On the first day of the school, the day of her entrance ceremony, in one of her best dresses, she suddenly fell silent at the breakfast table and threw out the questions: “What is life, mom? What’s the point of it?” These are not totally innocent and adorable reflections of a first grader, are they? These big questions only occurred to me when I was in my early 20s, for god’s sake. How am I supposed to admit that it took this girl only 6 years of intense observation of grown-ups to come up with them? How is it possible to maintain the dignity of motherhood when faced with this little philosopher? On the spot, I got a really bad feeling that she would rock some of teachers’ worlds so badly that they would give her a hard time at school. At that time, I thought I had learned to put my ego aside and become as sincere as possible with her, as a “perfectly imperfect being”, to use her term. But it was quite tough to keep myself together and not scream some vicious lines hysterically. I held my breath for a while and managed to say, “Brilliant questions, girl.” And guess what she said! No it is unimaginable. She went, “You just don’t know, do you?” with one of the most daunting eye rolls on the planet. It is certainly not the most loving treatment for a mom who feels high on the anticipation of her daughter’s infinite possibilities, is it? But she certainly strengthens my capacity to listen beyond words.

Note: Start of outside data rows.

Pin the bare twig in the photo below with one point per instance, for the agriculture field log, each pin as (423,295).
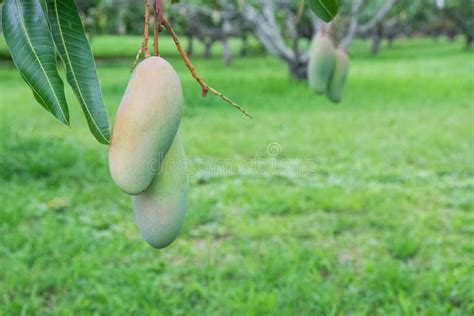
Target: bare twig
(158,17)
(145,50)
(205,87)
(144,47)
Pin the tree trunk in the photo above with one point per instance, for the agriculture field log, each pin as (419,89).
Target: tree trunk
(376,41)
(227,52)
(190,49)
(208,48)
(298,70)
(377,38)
(469,40)
(245,46)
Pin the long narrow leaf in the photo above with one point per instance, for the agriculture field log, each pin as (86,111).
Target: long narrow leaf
(32,49)
(325,9)
(73,46)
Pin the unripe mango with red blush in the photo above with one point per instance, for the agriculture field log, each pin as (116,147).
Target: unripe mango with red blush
(321,63)
(338,79)
(159,211)
(145,125)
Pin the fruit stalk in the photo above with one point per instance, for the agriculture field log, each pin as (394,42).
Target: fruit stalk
(205,87)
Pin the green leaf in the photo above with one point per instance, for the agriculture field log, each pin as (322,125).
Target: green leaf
(71,41)
(32,49)
(326,10)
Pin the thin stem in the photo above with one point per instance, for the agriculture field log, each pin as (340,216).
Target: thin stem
(158,18)
(144,47)
(145,50)
(205,87)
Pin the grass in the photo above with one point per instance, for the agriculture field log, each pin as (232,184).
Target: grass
(376,217)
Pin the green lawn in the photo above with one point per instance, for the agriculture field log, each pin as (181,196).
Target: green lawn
(373,216)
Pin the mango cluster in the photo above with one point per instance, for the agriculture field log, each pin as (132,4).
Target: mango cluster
(146,155)
(328,68)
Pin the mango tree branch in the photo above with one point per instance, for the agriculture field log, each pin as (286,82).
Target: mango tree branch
(205,87)
(144,47)
(158,17)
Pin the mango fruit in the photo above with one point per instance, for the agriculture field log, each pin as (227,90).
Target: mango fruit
(159,211)
(321,63)
(145,125)
(339,76)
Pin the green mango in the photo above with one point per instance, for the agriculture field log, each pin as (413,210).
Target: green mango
(159,211)
(145,125)
(321,63)
(339,76)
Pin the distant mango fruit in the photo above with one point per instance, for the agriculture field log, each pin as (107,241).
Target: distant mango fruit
(145,125)
(159,211)
(339,76)
(321,63)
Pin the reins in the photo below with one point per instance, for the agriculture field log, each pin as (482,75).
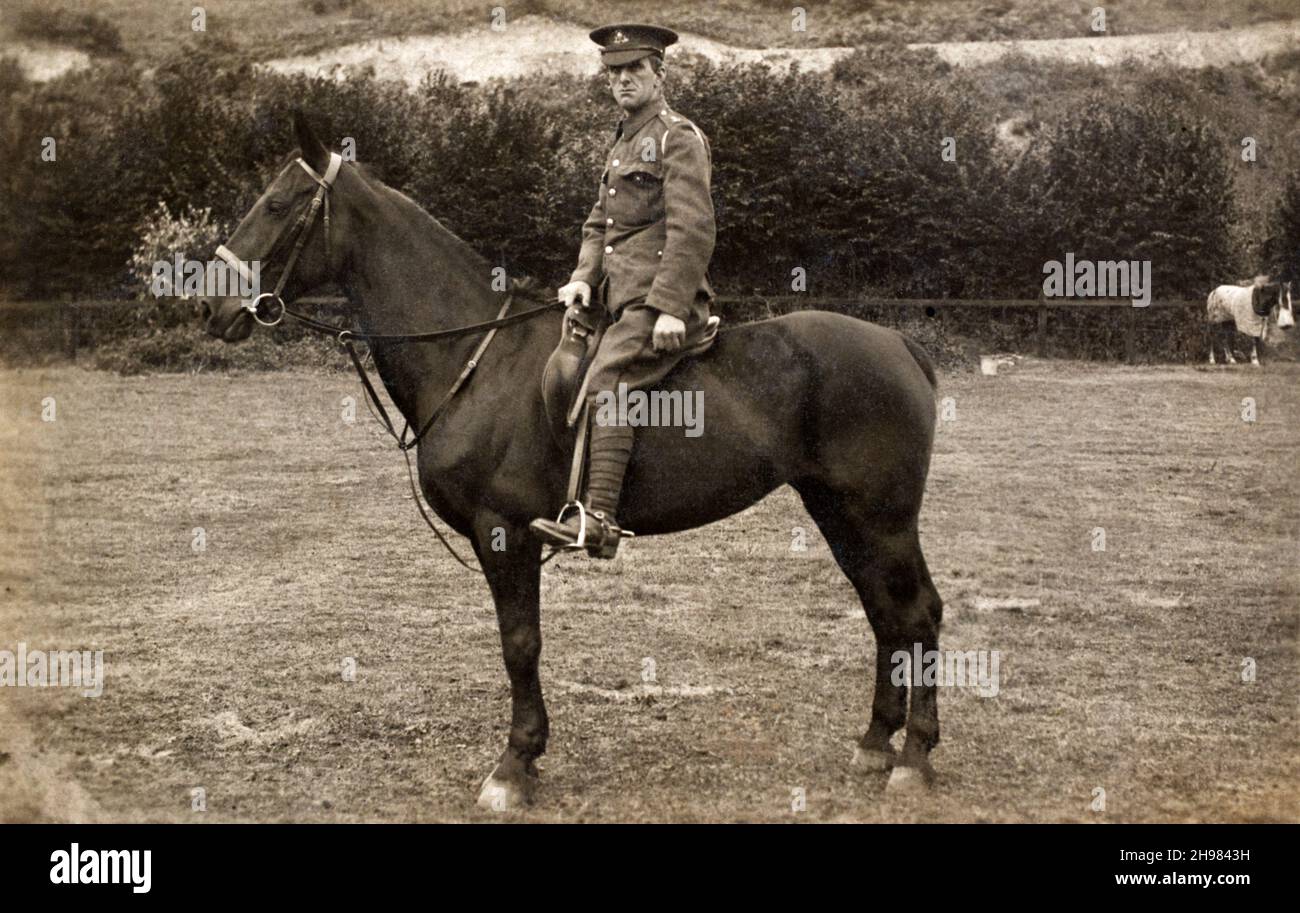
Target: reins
(346,337)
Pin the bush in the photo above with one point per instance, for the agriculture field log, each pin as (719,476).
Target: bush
(194,236)
(1283,247)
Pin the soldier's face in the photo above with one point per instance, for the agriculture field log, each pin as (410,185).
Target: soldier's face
(633,85)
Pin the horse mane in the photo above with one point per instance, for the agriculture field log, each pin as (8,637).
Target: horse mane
(525,286)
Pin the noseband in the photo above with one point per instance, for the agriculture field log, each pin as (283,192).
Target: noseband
(302,228)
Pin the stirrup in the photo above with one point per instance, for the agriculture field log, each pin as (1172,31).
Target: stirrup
(580,542)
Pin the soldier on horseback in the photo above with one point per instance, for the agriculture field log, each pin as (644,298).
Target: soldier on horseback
(645,256)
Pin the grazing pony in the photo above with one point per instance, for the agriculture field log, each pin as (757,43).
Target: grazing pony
(1247,308)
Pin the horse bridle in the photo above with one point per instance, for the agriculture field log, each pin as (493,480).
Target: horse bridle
(302,228)
(346,337)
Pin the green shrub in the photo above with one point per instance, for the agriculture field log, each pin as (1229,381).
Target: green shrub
(193,234)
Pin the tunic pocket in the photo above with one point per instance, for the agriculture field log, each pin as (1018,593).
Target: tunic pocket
(636,193)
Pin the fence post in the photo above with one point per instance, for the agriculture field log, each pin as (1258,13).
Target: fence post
(1130,342)
(70,330)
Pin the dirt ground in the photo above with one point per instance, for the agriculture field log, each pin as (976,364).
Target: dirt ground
(1121,670)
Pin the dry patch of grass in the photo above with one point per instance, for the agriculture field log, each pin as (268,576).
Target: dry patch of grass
(1121,669)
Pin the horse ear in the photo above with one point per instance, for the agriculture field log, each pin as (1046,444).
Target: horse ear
(312,150)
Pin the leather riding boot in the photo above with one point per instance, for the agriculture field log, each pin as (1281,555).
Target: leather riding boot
(607,462)
(611,449)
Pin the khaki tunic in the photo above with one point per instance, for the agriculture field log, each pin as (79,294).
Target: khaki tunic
(649,239)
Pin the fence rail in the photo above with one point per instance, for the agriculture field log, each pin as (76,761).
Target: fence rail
(76,316)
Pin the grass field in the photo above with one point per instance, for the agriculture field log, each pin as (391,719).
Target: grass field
(1119,670)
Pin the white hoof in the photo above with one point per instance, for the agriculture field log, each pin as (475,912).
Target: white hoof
(870,761)
(502,796)
(906,782)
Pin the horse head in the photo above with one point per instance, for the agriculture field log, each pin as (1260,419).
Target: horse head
(290,236)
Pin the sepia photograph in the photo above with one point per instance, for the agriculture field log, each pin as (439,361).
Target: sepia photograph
(555,412)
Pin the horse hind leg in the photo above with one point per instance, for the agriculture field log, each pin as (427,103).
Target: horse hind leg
(888,572)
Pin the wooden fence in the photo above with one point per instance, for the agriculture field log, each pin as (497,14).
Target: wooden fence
(77,319)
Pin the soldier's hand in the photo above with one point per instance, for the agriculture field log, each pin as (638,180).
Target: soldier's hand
(580,291)
(668,333)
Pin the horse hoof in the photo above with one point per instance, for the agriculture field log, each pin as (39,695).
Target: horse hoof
(501,795)
(871,761)
(908,782)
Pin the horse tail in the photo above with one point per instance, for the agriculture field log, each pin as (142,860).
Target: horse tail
(922,359)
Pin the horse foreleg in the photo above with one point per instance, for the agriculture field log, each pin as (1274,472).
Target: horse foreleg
(510,558)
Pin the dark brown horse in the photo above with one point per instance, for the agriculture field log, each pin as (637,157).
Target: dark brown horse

This skill has been helpful in my teaching carrier. Because of her, I’m more sensitive to the facial expressions and body language of my kids. I have nearly 40 of them. They are not my biological children but they are all dear subjects of my affection. Together we explore the universe of our minds through learning English. Our little shack, the space that facilitates our shared learning process, has unexpectedly become a hideout for every one of us. And the moments I have the great fortune to share with them have been my main source of income and,of the air for my lungs. In other words: a source of life full of spontaneity and laughter. Providing an everlasting fun tour of the wonderland of English to the loveliest, the most intriguing, the most adorable and yet the most critical gods, children, is also one of my main motivations to becoming an M.A. Mama.
I’ve already announced to them all, including the most severe one, my biological daughter, that I plan to climb to the top of the hill of academia and report back to them on what the world looks like from there. Considering their reaction - a concert of eye rolls and L signs on their foreheads - I have no choice now but to just do it, haven’t I?